ROSM uses research-based methods to lead patients back to full function and health. Our team is dedicated to providing effective, minimally-invasive options to maintain and enhance our patients’ quality of life. Please review these studies for more information on our treatment modalities. If you have any further questions, do not hesitate to contact us.
A systematic review of four injection therapies for lateral epicondylosis: prolotherapy, polidocanol, whole blood and platelet-rich plasma
D Rabago; T M Best; A E Zgierska; E Zeisig; M Ryan; and D Crane
To appraise existing evidence for prolotherapy, polidocanol, autologous whole blood and platelet-rich plasma injection therapies for lateral epicondylosis (LE).
Medline, Embase, CINAHL, Cochrane Central Register of Controlled Trials, Allied and Complementary Medicine. Search strategy: names and descriptors of the therapies and LE.
All human studies assessing the four therapies for LE.

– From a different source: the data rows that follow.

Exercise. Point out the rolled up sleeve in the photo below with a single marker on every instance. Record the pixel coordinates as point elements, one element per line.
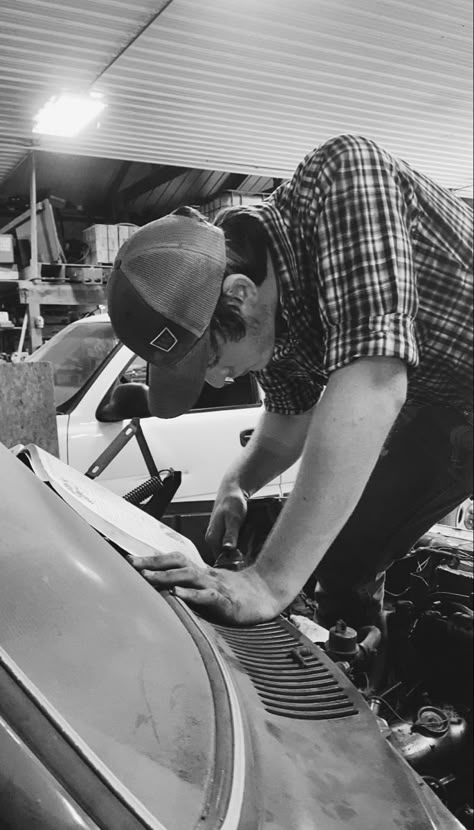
<point>362,224</point>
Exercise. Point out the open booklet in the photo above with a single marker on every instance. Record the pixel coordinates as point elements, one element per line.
<point>122,523</point>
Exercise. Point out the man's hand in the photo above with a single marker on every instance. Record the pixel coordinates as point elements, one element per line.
<point>227,518</point>
<point>240,598</point>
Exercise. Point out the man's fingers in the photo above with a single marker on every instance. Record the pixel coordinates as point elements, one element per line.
<point>197,596</point>
<point>176,576</point>
<point>160,561</point>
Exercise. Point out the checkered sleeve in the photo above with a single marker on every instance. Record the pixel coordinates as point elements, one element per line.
<point>360,223</point>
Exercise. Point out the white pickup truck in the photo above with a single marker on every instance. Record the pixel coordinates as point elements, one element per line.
<point>89,363</point>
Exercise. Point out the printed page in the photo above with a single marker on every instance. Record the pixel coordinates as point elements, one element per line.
<point>121,522</point>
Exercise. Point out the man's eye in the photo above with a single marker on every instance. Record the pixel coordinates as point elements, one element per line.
<point>213,361</point>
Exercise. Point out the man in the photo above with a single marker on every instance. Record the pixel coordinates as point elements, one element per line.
<point>353,278</point>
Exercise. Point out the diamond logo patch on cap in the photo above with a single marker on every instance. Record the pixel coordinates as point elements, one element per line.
<point>165,340</point>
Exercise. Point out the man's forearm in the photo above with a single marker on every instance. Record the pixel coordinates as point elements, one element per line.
<point>344,442</point>
<point>275,445</point>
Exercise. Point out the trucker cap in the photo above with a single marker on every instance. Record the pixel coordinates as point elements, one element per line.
<point>161,295</point>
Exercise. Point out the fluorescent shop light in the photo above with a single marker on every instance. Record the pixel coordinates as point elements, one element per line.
<point>67,114</point>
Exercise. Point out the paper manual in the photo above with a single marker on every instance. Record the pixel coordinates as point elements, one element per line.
<point>136,532</point>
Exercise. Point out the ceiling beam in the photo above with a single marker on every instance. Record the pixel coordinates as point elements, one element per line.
<point>233,181</point>
<point>160,176</point>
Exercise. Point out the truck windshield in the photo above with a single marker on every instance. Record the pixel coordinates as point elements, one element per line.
<point>76,352</point>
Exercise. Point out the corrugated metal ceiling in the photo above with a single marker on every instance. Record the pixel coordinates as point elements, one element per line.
<point>245,86</point>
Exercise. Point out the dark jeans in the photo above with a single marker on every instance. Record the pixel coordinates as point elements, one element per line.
<point>424,471</point>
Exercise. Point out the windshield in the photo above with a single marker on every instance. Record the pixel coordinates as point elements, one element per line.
<point>75,353</point>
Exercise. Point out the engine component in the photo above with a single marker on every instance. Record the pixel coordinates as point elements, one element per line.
<point>443,641</point>
<point>342,642</point>
<point>433,739</point>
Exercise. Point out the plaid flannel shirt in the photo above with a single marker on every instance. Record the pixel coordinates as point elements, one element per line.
<point>371,259</point>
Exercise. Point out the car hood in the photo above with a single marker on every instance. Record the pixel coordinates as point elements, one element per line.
<point>189,724</point>
<point>103,654</point>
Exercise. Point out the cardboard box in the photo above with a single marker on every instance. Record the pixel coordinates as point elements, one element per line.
<point>112,242</point>
<point>96,237</point>
<point>125,231</point>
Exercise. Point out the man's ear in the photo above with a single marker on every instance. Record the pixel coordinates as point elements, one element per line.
<point>239,286</point>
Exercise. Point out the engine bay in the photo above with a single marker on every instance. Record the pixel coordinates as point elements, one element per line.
<point>417,675</point>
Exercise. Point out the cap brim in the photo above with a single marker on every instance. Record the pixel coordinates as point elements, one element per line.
<point>174,390</point>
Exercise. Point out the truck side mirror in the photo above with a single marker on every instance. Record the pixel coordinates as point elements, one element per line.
<point>127,400</point>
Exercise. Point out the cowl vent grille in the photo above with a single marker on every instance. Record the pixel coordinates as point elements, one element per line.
<point>293,678</point>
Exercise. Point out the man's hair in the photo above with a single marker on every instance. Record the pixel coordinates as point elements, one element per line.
<point>246,253</point>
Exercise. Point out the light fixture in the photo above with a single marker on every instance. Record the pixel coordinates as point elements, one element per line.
<point>66,114</point>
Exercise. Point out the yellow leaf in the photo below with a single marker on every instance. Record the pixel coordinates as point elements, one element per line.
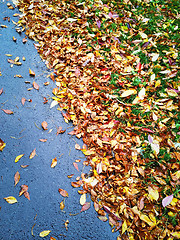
<point>128,93</point>
<point>83,199</point>
<point>176,234</point>
<point>11,199</point>
<point>145,218</point>
<point>124,227</point>
<point>153,193</point>
<point>44,233</point>
<point>18,157</point>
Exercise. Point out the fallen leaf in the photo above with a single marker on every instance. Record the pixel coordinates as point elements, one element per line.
<point>83,199</point>
<point>63,192</point>
<point>86,206</point>
<point>128,93</point>
<point>43,140</point>
<point>2,145</point>
<point>35,85</point>
<point>167,200</point>
<point>16,178</point>
<point>44,233</point>
<point>11,200</point>
<point>54,162</point>
<point>76,166</point>
<point>33,153</point>
<point>18,157</point>
<point>31,72</point>
<point>44,125</point>
<point>7,111</point>
<point>23,100</point>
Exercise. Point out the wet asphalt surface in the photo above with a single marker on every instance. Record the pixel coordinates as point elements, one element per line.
<point>21,134</point>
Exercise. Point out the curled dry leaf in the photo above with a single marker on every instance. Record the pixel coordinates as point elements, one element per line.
<point>16,178</point>
<point>31,73</point>
<point>44,125</point>
<point>7,111</point>
<point>2,145</point>
<point>11,199</point>
<point>35,85</point>
<point>33,153</point>
<point>44,233</point>
<point>63,192</point>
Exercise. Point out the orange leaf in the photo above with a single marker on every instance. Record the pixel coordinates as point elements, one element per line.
<point>44,125</point>
<point>16,178</point>
<point>63,192</point>
<point>86,206</point>
<point>31,72</point>
<point>32,154</point>
<point>7,111</point>
<point>35,86</point>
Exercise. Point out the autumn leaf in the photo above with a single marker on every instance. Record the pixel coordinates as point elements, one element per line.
<point>23,100</point>
<point>76,166</point>
<point>44,233</point>
<point>7,111</point>
<point>33,153</point>
<point>35,85</point>
<point>44,125</point>
<point>54,162</point>
<point>2,145</point>
<point>63,192</point>
<point>11,199</point>
<point>167,200</point>
<point>86,206</point>
<point>16,178</point>
<point>31,73</point>
<point>18,158</point>
<point>83,199</point>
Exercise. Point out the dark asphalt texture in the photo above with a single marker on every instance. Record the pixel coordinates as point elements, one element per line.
<point>21,136</point>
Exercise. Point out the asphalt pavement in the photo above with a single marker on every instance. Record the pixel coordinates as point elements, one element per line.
<point>21,132</point>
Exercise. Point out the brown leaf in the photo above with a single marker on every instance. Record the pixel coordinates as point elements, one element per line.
<point>35,85</point>
<point>44,125</point>
<point>16,178</point>
<point>7,111</point>
<point>26,194</point>
<point>63,192</point>
<point>60,131</point>
<point>76,166</point>
<point>23,100</point>
<point>86,206</point>
<point>31,72</point>
<point>32,154</point>
<point>43,140</point>
<point>24,188</point>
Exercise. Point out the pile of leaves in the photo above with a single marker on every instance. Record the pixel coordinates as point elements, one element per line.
<point>115,64</point>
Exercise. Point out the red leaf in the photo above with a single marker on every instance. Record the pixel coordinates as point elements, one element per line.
<point>86,206</point>
<point>23,101</point>
<point>44,125</point>
<point>63,192</point>
<point>7,111</point>
<point>35,86</point>
<point>76,166</point>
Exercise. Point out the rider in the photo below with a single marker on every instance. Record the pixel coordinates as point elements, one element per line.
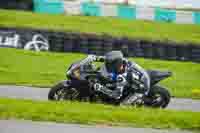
<point>114,65</point>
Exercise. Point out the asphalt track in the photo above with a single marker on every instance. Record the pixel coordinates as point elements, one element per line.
<point>13,126</point>
<point>41,94</point>
<point>18,126</point>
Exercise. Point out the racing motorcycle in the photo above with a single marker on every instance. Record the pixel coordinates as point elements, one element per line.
<point>83,80</point>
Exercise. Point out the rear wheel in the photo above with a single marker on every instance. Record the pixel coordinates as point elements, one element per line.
<point>61,92</point>
<point>159,97</point>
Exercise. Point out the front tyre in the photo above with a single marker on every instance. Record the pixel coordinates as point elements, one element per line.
<point>159,97</point>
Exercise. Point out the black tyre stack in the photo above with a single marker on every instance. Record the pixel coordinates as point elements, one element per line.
<point>17,4</point>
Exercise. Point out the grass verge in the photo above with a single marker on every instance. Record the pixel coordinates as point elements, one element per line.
<point>44,69</point>
<point>99,25</point>
<point>85,113</point>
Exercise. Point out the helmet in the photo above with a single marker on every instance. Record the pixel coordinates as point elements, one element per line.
<point>114,61</point>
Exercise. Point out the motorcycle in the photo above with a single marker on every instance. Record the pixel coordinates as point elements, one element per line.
<point>83,81</point>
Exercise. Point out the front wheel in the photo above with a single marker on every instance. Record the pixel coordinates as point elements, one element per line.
<point>62,91</point>
<point>159,97</point>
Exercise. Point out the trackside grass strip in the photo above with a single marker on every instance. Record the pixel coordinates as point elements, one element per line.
<point>85,113</point>
<point>44,69</point>
<point>99,25</point>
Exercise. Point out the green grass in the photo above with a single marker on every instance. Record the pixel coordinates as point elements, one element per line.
<point>44,69</point>
<point>85,113</point>
<point>99,25</point>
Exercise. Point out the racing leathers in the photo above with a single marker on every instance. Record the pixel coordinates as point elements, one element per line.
<point>129,69</point>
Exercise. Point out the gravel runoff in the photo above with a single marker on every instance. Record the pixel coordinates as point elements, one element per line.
<point>41,94</point>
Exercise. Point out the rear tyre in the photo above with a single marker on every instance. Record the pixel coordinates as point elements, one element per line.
<point>159,97</point>
<point>61,92</point>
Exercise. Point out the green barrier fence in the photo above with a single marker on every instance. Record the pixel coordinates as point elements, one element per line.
<point>128,12</point>
<point>164,15</point>
<point>91,9</point>
<point>49,6</point>
<point>196,17</point>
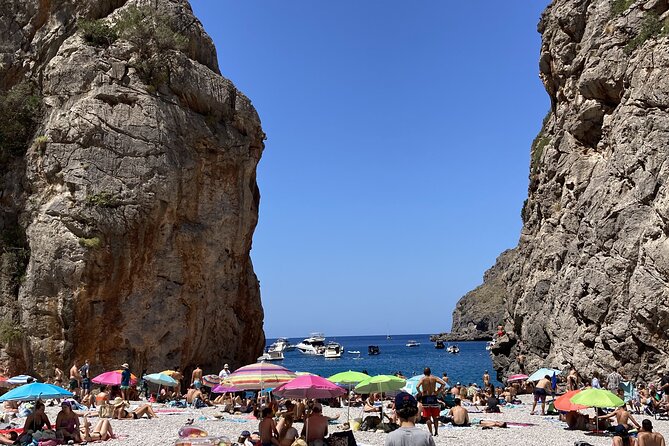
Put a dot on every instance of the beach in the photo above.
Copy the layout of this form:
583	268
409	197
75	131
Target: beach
531	430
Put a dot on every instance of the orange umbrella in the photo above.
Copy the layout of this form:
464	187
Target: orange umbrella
562	402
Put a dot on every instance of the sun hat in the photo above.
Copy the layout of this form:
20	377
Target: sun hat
404	399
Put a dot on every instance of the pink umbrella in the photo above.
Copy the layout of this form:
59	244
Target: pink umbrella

Results of five prospective case series and four controlled trials (three prolotherapy, two polidocanol, three autologous whole blood and one platelet-rich plasma) suggest each of the four therapies is effective for LE. In follow-up periods ranging from 9 to 108 weeks, studies reported sustained, statistically significant (p,0.05) improvement in visual analogue scale primary outcome pain score measures and disease-specific questionnaires; relative effect sizes ranged from 51% to 94%; Cohen’s d ranged from 0.68 to 6.68. Secondary outcomes also improved, including biomechanical elbow function assessment (polidocanol and prolotherapy), presence of abnormalities and increased vascularity on ultrasound (autologous whole blood and polidocanol). Subjects reported satisfaction with therapies on single-item assessments. All studies were limited by small sample size.
There is strong pilot-level evidence supporting the use of prolotherapy, polidocanol, autologous whole blood and platelet-rich plasma injections in the treatment of LE. Rigorous studies of sufficient sample size, assessing these injection therapies using validated clinical, radiological and biomechanical measures, and tissue injury/healing-responsive biomarkers, are needed to determine long-term effectiveness and safety, and whether these techniques can play a definitive role in the management of LE and other tendinopathies.